Rob Stewart: I've incorporated your suggestion about how to handle the spread_sort wrapper and resolved the code issues you pointed to and some of the documentation ones (thanks). I'll leave the invisible doc formatting issues (partially due to the 3 year wait for review) alone until after this has been reviewed. Are you or someone else willing to formally review this?
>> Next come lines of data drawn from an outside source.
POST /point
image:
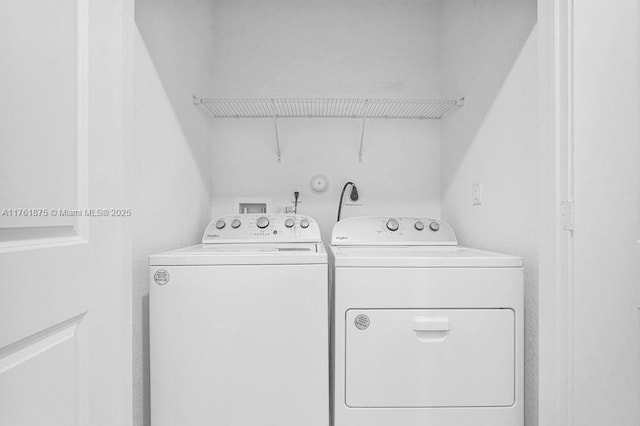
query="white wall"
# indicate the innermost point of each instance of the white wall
(489, 56)
(328, 49)
(606, 268)
(172, 157)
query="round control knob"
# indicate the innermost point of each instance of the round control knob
(263, 222)
(392, 225)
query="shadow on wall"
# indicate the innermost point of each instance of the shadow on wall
(172, 151)
(483, 42)
(177, 41)
(490, 58)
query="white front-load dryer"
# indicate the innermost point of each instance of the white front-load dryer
(425, 332)
(239, 326)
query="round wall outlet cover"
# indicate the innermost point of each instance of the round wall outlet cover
(319, 184)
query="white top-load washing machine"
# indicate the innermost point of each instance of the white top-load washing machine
(239, 326)
(425, 332)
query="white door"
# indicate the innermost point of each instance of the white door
(65, 322)
(606, 157)
(590, 275)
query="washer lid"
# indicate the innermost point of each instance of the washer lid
(392, 231)
(416, 256)
(262, 228)
(242, 254)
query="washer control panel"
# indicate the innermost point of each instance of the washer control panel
(401, 231)
(262, 227)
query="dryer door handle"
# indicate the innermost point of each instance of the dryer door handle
(430, 324)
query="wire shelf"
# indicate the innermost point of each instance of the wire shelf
(328, 108)
(364, 109)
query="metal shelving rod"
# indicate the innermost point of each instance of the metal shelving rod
(275, 129)
(364, 122)
(365, 109)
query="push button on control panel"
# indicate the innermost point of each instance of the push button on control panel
(263, 222)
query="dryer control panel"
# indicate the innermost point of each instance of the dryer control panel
(392, 231)
(262, 228)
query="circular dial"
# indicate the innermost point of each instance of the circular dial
(263, 222)
(392, 225)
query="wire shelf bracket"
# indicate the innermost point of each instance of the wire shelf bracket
(354, 108)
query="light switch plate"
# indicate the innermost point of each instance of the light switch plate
(295, 188)
(476, 193)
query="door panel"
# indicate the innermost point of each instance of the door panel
(430, 358)
(65, 302)
(606, 352)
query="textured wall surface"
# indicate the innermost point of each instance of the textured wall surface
(172, 161)
(489, 56)
(328, 49)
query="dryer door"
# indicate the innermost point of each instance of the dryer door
(430, 358)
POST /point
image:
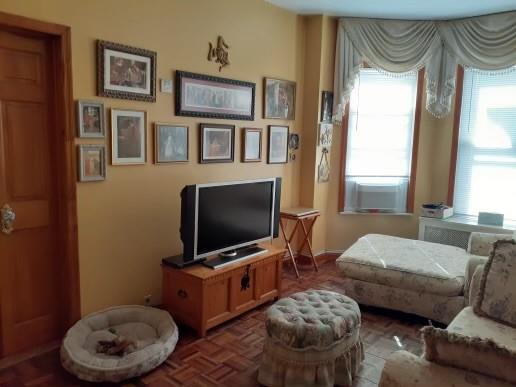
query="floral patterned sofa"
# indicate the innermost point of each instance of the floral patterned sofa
(478, 348)
(428, 279)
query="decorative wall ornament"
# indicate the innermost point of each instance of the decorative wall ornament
(397, 46)
(219, 53)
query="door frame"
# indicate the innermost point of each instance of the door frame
(59, 37)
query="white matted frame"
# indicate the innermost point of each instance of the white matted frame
(128, 137)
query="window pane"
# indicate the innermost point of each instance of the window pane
(380, 135)
(486, 159)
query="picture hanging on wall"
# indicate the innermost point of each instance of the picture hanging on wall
(199, 95)
(251, 145)
(92, 162)
(279, 99)
(170, 143)
(217, 143)
(126, 72)
(278, 144)
(128, 134)
(90, 119)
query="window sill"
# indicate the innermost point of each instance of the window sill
(377, 213)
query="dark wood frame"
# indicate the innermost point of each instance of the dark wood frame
(79, 115)
(244, 143)
(459, 87)
(156, 143)
(269, 145)
(265, 112)
(113, 137)
(202, 127)
(64, 132)
(101, 91)
(209, 78)
(415, 148)
(80, 162)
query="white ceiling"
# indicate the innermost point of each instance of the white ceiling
(398, 9)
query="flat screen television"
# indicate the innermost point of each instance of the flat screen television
(220, 218)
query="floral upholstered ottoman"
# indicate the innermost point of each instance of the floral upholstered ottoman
(313, 339)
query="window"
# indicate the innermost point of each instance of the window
(380, 135)
(485, 177)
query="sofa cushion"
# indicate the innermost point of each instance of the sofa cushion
(406, 264)
(480, 346)
(497, 295)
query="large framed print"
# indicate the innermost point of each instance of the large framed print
(126, 72)
(199, 95)
(128, 135)
(217, 143)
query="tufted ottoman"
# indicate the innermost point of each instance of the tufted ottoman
(313, 339)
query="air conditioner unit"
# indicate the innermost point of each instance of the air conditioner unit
(381, 197)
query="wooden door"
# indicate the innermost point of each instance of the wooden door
(29, 262)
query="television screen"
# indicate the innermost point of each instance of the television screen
(231, 215)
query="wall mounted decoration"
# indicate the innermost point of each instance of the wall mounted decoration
(326, 106)
(217, 143)
(325, 134)
(199, 95)
(128, 135)
(279, 99)
(90, 119)
(251, 145)
(126, 72)
(92, 162)
(170, 143)
(278, 144)
(219, 53)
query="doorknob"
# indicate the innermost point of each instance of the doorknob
(7, 217)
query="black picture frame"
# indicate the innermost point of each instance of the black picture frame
(125, 92)
(182, 109)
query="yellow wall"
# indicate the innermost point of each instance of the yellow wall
(130, 221)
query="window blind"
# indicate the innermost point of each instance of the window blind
(380, 135)
(485, 178)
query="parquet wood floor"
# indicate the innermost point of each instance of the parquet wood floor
(230, 354)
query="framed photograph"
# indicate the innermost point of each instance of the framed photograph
(199, 95)
(170, 143)
(326, 106)
(126, 72)
(278, 144)
(217, 143)
(325, 134)
(128, 134)
(251, 145)
(90, 119)
(280, 99)
(92, 162)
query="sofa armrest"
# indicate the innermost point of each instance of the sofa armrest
(475, 263)
(404, 369)
(480, 243)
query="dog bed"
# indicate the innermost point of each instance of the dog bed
(151, 331)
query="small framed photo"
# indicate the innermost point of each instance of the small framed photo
(251, 145)
(217, 143)
(278, 144)
(326, 106)
(325, 134)
(170, 143)
(126, 72)
(280, 99)
(90, 119)
(128, 135)
(92, 162)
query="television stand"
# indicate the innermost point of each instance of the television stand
(240, 254)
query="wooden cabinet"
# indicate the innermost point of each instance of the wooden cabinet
(203, 298)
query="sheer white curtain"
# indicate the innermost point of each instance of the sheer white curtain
(485, 42)
(486, 158)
I've put it up on git with the fixes: https://github.com/spreadsort/algorithm_sorting Note that: integer_sort works on anything with a >> and a - operator that works on the result of the >>, or equivalent functors. float_sort works on anfything with an IEEE floating-point number key that can be cast to an integer type for sorting, as long as sign is handled correctly (float, double). string_sort works on any array of individual elements, where the individual elements sort as integers (such as string or wstring), or functors are provided with equivalent behavior. On Thu, Jul 25, 2013 at 9:43 PM, Jeremy Murphy < jeremy.william.murphy@gmail.com> wrote:
On 25 July 2013 20:15, Steven Ross
wrote: Actually, RAND_MAX = INT_MAX = (1 << 31) - 1 on my system (glibc-2.15). So how do I generate random 64-bit numbers... (rand() << 32) + rand()? Bah, I should just be using Boost.Random!
Sounds good.
Yes, I understand that's the assumption that bucket sort works on. So I guess that's also an argument for having multiple, different implementations. I'm keen to do a comprehensive comparative performance test, all the algorithms across different distributions, but it will take some time.
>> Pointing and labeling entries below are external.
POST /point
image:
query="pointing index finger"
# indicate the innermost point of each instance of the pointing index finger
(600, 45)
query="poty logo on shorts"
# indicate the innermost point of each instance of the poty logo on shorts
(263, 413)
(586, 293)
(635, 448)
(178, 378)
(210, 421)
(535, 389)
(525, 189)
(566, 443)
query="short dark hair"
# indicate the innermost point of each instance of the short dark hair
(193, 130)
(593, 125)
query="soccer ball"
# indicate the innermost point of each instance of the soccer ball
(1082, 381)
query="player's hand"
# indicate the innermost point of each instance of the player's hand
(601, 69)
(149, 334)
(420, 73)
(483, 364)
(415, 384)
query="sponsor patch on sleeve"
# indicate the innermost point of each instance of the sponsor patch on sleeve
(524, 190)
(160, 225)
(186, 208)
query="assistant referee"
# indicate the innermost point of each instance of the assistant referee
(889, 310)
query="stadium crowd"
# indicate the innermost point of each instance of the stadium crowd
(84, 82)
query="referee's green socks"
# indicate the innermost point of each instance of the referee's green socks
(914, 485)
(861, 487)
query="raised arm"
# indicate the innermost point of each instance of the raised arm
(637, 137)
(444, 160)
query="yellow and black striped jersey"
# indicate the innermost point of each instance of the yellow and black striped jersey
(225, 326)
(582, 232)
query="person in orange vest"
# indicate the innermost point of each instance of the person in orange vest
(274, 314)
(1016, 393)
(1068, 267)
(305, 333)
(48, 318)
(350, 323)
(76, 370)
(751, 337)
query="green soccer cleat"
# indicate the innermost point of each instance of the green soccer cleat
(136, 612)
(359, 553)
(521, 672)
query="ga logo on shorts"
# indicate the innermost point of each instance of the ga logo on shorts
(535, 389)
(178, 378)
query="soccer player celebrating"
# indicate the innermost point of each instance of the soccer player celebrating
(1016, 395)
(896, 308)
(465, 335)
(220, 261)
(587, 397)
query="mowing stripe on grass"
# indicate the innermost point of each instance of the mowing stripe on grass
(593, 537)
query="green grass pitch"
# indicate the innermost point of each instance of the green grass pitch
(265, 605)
You might want to look at the example suite my tune.pl script runs (libs/algorithm/sorting/tune.pl). It tests a bunch of interesting distributions, including various types of random data, the ALRbreaker distribution (which shows the danger of conventional radix sorts), sorted data, and mostly sorted data.
I've also been thinking that the LSD radix-sort can be optimized (especially for large-width integers) where k <= (k_max >> 1). That is, where some of the most-significant digits are not being used, the number of column/digit sort passes with counting-sort can potentially be reduced. Anyway, maybe in version 2.0. :)
spread_sort has that optimization (it's useful for making the worst-case
condition hard to construct/much rarer). All you need to do is find the maximum unsigned value in a quick linear pass through the data, and you can ignore all bits higher than that value.